A recent report from CNN claims that the state of Florida is likely to move the Republican primary date up as early as January 31, much to the chagrin of party leaders.
Florida House Speaker Dean Cannon said that the nine-member state commission tasked with selecting Florida’s primary date will be meeting today from 11am to noon. Cannon stated, “I expect that they will pick January 31 as Florida’s primary date.”
The decision would violate RNC rules which prohibit states outside of the four “carve-out” states – Iowa, New Hampshire, Nevada, and South Carolina – from holding their primaries before March 6. Such a move would force the traditional early states to hold their primaries in early to mid-January.
Ignoring the rule could also cost the state half of their delegates at the Republican National Convention in Tampa next August. Delegates are the party representatives which ultimately select the nominee at the convention.
RNC Chairman Reince Priebus and other party officials have been trying to persuade Florida governor Rick Scott and top legislative leaders to set the primary date back to February 21 to keep the party’s nominating calendar from disarray.
Members of the commission want Florida to be the fifth state to hold their primary, a coveted position that increases the visibility and significance for the state.
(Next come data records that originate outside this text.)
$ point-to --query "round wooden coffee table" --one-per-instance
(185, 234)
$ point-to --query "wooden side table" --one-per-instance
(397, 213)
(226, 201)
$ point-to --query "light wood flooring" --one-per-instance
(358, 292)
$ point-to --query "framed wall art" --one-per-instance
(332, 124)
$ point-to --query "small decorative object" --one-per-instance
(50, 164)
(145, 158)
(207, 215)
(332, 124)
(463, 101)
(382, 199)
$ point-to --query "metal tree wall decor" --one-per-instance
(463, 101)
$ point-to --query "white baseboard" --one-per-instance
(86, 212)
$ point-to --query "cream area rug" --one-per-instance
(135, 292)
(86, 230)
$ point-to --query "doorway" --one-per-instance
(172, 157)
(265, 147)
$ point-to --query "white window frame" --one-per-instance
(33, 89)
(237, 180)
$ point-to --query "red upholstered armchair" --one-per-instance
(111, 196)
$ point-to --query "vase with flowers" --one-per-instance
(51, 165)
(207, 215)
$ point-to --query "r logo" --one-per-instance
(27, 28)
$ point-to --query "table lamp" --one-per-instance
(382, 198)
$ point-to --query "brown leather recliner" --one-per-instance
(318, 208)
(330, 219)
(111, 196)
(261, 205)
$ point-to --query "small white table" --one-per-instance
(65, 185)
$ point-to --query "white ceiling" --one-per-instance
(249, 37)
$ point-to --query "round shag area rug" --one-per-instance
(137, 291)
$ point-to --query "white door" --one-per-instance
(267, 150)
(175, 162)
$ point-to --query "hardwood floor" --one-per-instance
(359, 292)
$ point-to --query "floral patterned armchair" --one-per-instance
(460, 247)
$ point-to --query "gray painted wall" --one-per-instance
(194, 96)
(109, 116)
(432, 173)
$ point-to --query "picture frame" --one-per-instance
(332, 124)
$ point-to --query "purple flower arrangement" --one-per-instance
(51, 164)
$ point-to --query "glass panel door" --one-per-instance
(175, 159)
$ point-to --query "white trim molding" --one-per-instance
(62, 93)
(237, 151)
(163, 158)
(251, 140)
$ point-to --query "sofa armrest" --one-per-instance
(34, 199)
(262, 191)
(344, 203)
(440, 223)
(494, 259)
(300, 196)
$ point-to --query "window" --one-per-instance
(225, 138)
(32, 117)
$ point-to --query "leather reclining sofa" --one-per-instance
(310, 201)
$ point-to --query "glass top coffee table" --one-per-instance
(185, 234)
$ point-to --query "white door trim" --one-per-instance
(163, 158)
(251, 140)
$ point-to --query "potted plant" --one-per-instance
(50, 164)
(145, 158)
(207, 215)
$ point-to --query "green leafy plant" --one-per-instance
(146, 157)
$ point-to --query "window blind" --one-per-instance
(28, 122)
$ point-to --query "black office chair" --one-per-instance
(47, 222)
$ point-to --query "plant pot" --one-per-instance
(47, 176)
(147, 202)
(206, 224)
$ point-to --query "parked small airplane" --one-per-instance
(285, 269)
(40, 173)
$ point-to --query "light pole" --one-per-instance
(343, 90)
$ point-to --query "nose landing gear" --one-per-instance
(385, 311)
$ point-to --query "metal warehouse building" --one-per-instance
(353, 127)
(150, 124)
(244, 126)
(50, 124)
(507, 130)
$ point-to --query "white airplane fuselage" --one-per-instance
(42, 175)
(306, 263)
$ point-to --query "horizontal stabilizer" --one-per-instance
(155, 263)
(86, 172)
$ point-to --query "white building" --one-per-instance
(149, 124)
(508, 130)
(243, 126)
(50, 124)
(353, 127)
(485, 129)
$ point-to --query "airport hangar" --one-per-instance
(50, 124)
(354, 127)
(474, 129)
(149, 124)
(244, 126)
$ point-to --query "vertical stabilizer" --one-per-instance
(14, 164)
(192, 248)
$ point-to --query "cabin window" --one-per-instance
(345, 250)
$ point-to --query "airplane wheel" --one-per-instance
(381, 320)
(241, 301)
The commission is suspicious of a handful of other states that have threatened to hold their primaries before February 21.
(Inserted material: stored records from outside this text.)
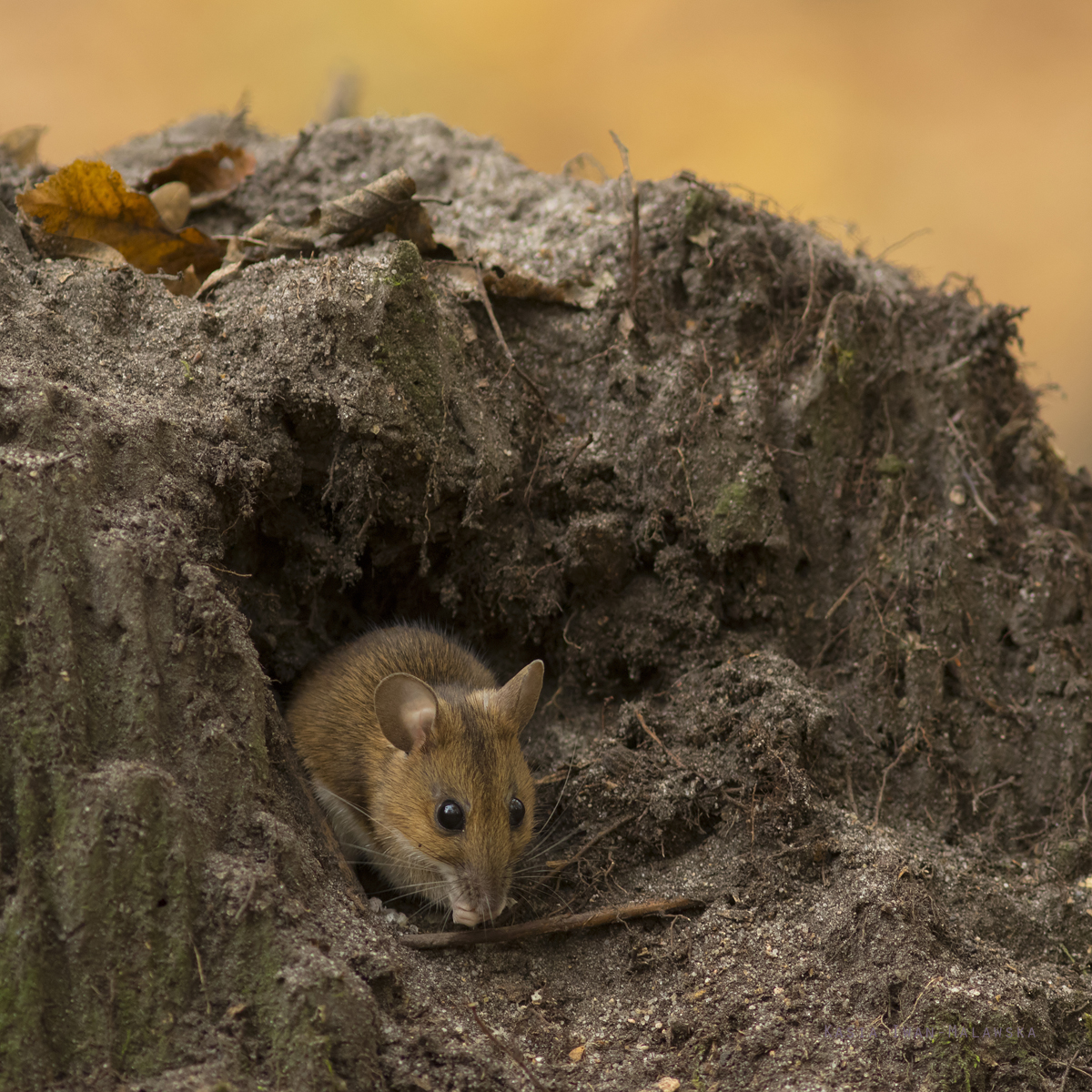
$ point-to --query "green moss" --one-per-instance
(410, 342)
(698, 210)
(745, 511)
(962, 1055)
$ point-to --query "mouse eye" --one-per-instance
(450, 816)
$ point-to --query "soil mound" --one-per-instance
(811, 583)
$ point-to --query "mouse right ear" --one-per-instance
(405, 709)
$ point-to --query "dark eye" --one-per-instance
(450, 816)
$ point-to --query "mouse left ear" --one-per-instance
(405, 708)
(519, 696)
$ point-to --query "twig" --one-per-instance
(902, 751)
(901, 243)
(560, 866)
(544, 926)
(205, 987)
(962, 441)
(505, 1048)
(500, 338)
(230, 572)
(844, 596)
(986, 792)
(576, 454)
(812, 285)
(652, 735)
(531, 480)
(686, 475)
(634, 238)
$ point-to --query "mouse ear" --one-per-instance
(517, 699)
(405, 709)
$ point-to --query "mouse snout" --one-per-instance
(475, 899)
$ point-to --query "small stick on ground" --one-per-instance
(844, 596)
(576, 456)
(544, 926)
(558, 866)
(667, 752)
(634, 238)
(902, 751)
(505, 1048)
(986, 792)
(500, 338)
Another concern is that if the early states are forced to start their primaries in early January, candidates would be forced to campaign through the holiday season away from home.
South Carolina GOP Chairman Chad Connelly said, “If Florida moves, it would create chaos. The calendar would be so compressed that the states that are trying to [be] more relevant, that I don’t think it would do any good for them.”
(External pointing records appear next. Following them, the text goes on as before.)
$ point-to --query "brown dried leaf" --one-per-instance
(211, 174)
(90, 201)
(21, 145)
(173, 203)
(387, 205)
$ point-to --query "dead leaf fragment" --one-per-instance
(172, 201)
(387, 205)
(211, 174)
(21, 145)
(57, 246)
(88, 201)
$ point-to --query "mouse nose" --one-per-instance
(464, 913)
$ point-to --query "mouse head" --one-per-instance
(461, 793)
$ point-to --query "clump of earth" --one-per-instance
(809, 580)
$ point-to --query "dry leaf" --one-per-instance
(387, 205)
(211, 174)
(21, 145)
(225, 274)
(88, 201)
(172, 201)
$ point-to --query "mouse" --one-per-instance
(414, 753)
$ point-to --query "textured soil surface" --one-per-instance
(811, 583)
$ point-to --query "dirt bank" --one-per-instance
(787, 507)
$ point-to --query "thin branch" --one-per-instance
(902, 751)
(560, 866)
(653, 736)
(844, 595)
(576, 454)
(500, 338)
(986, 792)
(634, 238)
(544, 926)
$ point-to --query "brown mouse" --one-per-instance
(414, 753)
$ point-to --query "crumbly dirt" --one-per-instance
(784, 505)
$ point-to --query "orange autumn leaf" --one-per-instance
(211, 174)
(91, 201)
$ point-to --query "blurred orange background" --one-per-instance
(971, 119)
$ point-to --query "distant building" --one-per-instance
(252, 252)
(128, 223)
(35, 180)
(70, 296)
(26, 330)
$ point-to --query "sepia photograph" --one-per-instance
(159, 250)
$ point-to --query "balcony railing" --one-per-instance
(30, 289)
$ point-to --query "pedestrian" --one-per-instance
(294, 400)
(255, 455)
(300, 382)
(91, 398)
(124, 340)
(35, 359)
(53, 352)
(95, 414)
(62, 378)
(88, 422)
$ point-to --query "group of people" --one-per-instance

The AP reported that is official. The nine-member panel decided to hold the Florida Republican presidential primary on January 31. The final vote was 7-2.
Iowa GOP Chairman Matt Strawn criticized the decision saying, “The arrogance shown by Florida’s elected leadership is disappointing, but not surprising.” He went on to say that the state’s penalty should include refusing to credential or seat any member of Florida’s primary date selection panel.